Tech Stack Wasmer is a Rust workspace (2024 edition, pinned via rust-toolchain.toml) of roughly three dozen crates. It parses WebAssembly with wasmparser and compiles it via the pluggable Cranelift, LLVM, and Singlepass backends; tokio’s multi-threaded runtime powers the async networking and HTTP support inside WASIX; wasm-bindgen backs the browser-targeted js execution backend; and native language bindings are generated through lib/napi (Node.js), lib/c-api (C/C++ wasm.h/wasm.hh headers), and lib/swift. The project builds with Cargo and a large Makefile, with a Nix flake (flake.nix/flake.lock) available for reproducible toolchains, and it distributes through an install script, Homebrew, Scoop, Chocolatey, and cargo install.

Code Quality The repository carries an extensive, multi-layered test suite — dedicated integration, compiler, WASI, and official WebAssembly spec (.wast) test trees — run through cargo nextest in CI. Core crates such as lib/api and lib/compiler enforce #![deny(missing_docs)] and a strict set of clippy lint warnings, meaning public APIs must carry documentation and pass style linting to merge. A dedicated lint CI job runs rustfmt and clippy, a deny.toml governs dependency and license auditing, and a typo-checking CI job runs against the whole tree. lib/compiler also supports a no_std/core split for embedded targets, indicating deliberate attention to portability. Overall this reads as a heavily tested, strictly linted, CI-gated codebase typical of infrastructure-grade Rust projects.
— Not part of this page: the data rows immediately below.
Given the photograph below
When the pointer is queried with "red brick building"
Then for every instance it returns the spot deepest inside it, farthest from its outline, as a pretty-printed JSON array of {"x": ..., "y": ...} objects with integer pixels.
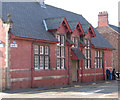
[
  {"x": 48, "y": 46},
  {"x": 112, "y": 34}
]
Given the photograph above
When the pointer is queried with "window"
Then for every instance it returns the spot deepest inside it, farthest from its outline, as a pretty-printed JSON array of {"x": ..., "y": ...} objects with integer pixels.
[
  {"x": 61, "y": 52},
  {"x": 87, "y": 53},
  {"x": 41, "y": 57},
  {"x": 75, "y": 41},
  {"x": 98, "y": 59}
]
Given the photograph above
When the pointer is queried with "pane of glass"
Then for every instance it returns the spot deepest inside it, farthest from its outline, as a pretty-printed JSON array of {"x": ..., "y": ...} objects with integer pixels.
[
  {"x": 62, "y": 63},
  {"x": 100, "y": 53},
  {"x": 36, "y": 62},
  {"x": 62, "y": 40},
  {"x": 73, "y": 41},
  {"x": 95, "y": 53},
  {"x": 88, "y": 53},
  {"x": 88, "y": 42},
  {"x": 58, "y": 38},
  {"x": 58, "y": 51},
  {"x": 62, "y": 52},
  {"x": 36, "y": 49},
  {"x": 85, "y": 41},
  {"x": 58, "y": 63},
  {"x": 76, "y": 42},
  {"x": 41, "y": 50},
  {"x": 85, "y": 63},
  {"x": 41, "y": 62},
  {"x": 46, "y": 62},
  {"x": 46, "y": 50},
  {"x": 101, "y": 63},
  {"x": 88, "y": 63},
  {"x": 95, "y": 63},
  {"x": 98, "y": 63}
]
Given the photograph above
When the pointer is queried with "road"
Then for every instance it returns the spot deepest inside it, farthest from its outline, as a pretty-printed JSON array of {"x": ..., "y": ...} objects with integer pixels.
[{"x": 107, "y": 89}]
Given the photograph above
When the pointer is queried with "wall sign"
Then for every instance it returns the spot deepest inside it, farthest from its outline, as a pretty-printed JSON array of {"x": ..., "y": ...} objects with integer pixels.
[
  {"x": 1, "y": 45},
  {"x": 14, "y": 45}
]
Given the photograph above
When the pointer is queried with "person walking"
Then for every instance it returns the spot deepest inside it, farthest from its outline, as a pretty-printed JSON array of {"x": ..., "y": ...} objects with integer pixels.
[
  {"x": 107, "y": 74},
  {"x": 113, "y": 74}
]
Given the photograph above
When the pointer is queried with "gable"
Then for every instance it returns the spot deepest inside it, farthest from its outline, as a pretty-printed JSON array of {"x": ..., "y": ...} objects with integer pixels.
[{"x": 31, "y": 24}]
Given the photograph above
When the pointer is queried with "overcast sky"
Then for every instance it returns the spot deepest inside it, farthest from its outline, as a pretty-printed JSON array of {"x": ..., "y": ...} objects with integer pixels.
[{"x": 89, "y": 8}]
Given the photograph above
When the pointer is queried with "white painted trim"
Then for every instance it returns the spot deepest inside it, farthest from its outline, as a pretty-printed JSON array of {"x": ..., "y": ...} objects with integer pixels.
[
  {"x": 19, "y": 69},
  {"x": 19, "y": 79},
  {"x": 45, "y": 25},
  {"x": 91, "y": 74},
  {"x": 2, "y": 45},
  {"x": 50, "y": 77}
]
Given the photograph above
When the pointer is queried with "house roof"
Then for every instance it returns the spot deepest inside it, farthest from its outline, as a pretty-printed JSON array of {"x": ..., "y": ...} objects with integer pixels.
[
  {"x": 78, "y": 53},
  {"x": 53, "y": 23},
  {"x": 117, "y": 29},
  {"x": 28, "y": 19},
  {"x": 100, "y": 41}
]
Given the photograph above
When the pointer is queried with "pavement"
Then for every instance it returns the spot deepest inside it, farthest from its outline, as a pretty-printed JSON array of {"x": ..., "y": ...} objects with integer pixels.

What Makes It Unique The standout differentiator is WASIX — Wasmer’s own superset of WASI that adds POSIX-style threads, sockets, and process primitives (visible in lib/wasix/src/net, http, os, and runners), letting unmodified networked or multi-threaded C, Rust, or Python programs run as WebAssembly where plain WASI supports only simple, single-threaded command-line tools. Combined with a genuinely pluggable design on two axes — three interchangeable compiler backends and three interchangeable execution backends behind one embedding API — plus a package-registry-and-Edge model that treats WASM modules as deployable, container-like artifacts, Wasmer occupies a distinctive position among general-purpose WebAssembly runtimes rather than simply reimplementing the WASM spec.

Self-Hosting

Licensing Model MIT licensed — all runtime, compiler, WASIX, CLI, and SDK code in this repository is fully open with no license keys or feature gating for self-hosted or embedded use.

Self-Hosting Restrictions None found. No ee/, enterprise/, or pro/ directories exist in the repository, and no license-check or feature-flag gating (requiresLicense, isPro, isEnterprise) was found in the source.

Enterprise Features Not applicable — there is no paid tier gating functionality within this codebase.

Cloud vs Self-Hosted Wasmer Inc. separately operates a hosted package registry and “Wasmer Edge” deployment platform (wasmer.io) for publishing and running WASM packages in the cloud, and lib/backend-api is the client used to talk to it. That hosted service is a distinct commercial product outside this repository; the runtime itself is identical whether self-hosted or used against the hosted registry.

License Key Required No — the runtime, CLI, and all compiler backends run fully self-hosted with no license key of any kind.